AK Parti Genel Başkan Vekil Yardımcısı Hasan Turan, Dünya Kudüs Günü dolayısıyla HÜDA PAR'ın "Kudüs Kuşatma Altında" başlığıyla çevrimiçi düzenlemiş olduğu sempozyumda konuştu.

"Filistin sorunu" ibaresinin doğru olmadığını; asıl sorunun "israil sorunu" olduğunu belirten Turan, ABD ve tüm batının işgalci rejime destek verdiğine, BM'nin de işgalcilere karşı sesini yükseltemediğine dikkat çekti.

"Birçok rejimin gündeminde Kudüs yok"

Turan, "İslam dünyasında Müslüman halkların iradesine aykırı olarak iş başına gelmiş birçok rejimin maalesef Kudüs gündemlerinde dahi olamıyor. Bunlar, Kudüs'ün ve İslam dünyasının, Müslüman halkların yüreğinden geçenin mütercimi olmak yerine israilin çıkarlarının, güvenliğinin, hesaplarının beklediği şekilde tutum ve davranışlar ortaya koyuyorlar. Kimisi endişe ile kimisi korku ile kimisi başka hesaplarla… Maalesef bu durumlarla karşı karşıyayız." dedi.

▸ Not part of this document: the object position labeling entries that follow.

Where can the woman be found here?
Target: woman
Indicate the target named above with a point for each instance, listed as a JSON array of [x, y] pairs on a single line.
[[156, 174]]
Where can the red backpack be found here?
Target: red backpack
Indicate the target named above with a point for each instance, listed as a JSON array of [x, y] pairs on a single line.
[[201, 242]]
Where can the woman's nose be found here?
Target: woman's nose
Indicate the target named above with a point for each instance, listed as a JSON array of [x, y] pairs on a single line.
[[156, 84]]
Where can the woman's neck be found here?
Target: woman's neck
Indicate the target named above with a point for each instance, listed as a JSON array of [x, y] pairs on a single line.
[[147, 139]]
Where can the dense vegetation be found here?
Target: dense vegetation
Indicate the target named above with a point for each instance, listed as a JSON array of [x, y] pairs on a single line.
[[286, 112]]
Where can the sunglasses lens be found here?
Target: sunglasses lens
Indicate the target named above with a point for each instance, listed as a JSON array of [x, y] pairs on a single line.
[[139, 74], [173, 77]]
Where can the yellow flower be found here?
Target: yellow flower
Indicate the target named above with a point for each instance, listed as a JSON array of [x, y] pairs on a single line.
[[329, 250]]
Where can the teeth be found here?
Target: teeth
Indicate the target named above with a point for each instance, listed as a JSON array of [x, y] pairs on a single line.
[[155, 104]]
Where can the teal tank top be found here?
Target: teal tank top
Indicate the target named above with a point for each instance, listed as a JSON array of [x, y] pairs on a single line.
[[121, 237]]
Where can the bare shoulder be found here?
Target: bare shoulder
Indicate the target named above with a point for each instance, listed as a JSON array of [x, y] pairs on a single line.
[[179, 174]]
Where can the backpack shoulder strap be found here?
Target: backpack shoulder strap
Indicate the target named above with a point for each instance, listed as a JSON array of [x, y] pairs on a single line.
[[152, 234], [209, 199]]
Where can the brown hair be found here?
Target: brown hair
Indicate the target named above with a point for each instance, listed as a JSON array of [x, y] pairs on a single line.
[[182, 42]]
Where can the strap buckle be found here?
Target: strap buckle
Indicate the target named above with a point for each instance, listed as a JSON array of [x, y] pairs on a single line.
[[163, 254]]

"Hiçbir şey için geç değil"

Mescid-i Aksa için atılan her adımın önemli olduğunu vurgulayan ve Kudüs'ün özgürleşmesi için hiçbir zamanın geç olmadığını söyleyen Turan, "Hiçbir şey için geç değil. Düne göre değerlendirdiğimizde özellikle ülkemiz açısından baktığımızda bu sempozyumu yapıyor olmamız, birçok siyasi hareketimizin öncülerinden katılımın olması, yakın tarihimize göre iyi bir nokta olarak değerlendiriyoruz. Bugün yüreğimizde akan Kudüs sevdası, Kudüs aşkını, Kudüs'le ilgili duygularımızı düşüncelerimizi en hür bir şekilde ifade ediyoruz." diyerek 28 Şubat darbesinin sözde gerekçelerinden birinin de Ankara'da düzenlenen Kudüs programı olduğunu hatırlattı.

Kudüs bizim çatımızdır"

Turan, şöyle konuştu:

"Kudüs ve Filistin meselesini asla ve asla sadece Filistinlilerin meselesi olarak görmüyoruz. Sadece Arapların da meselesi olarak görmüyoruz. Kudüs meselesi ben Müslümanım diyen herkesin meselesidir. Bu meseleyi iç politik gündemimizin çarpışma mevzusu haline dönüştürmemeliyiz. Kudüs bizim çatımızdır.

Bütün ülkeler Kudüs meselesini ortak meseli olarak görmeli. Kudüs'ün o kutsal kubbesinin altında hepimiz toplanmalı, el ele gönül gönüle vererek Kudüs'ün özgürlüğü için çalışmalıyız. Eksilerimizi değil artılarımızı gündeme getirmeli, sürekli dayanışma içerisinde olmalıyız. Ta ki Kudüs özgürlüğüne kavuşana kadar."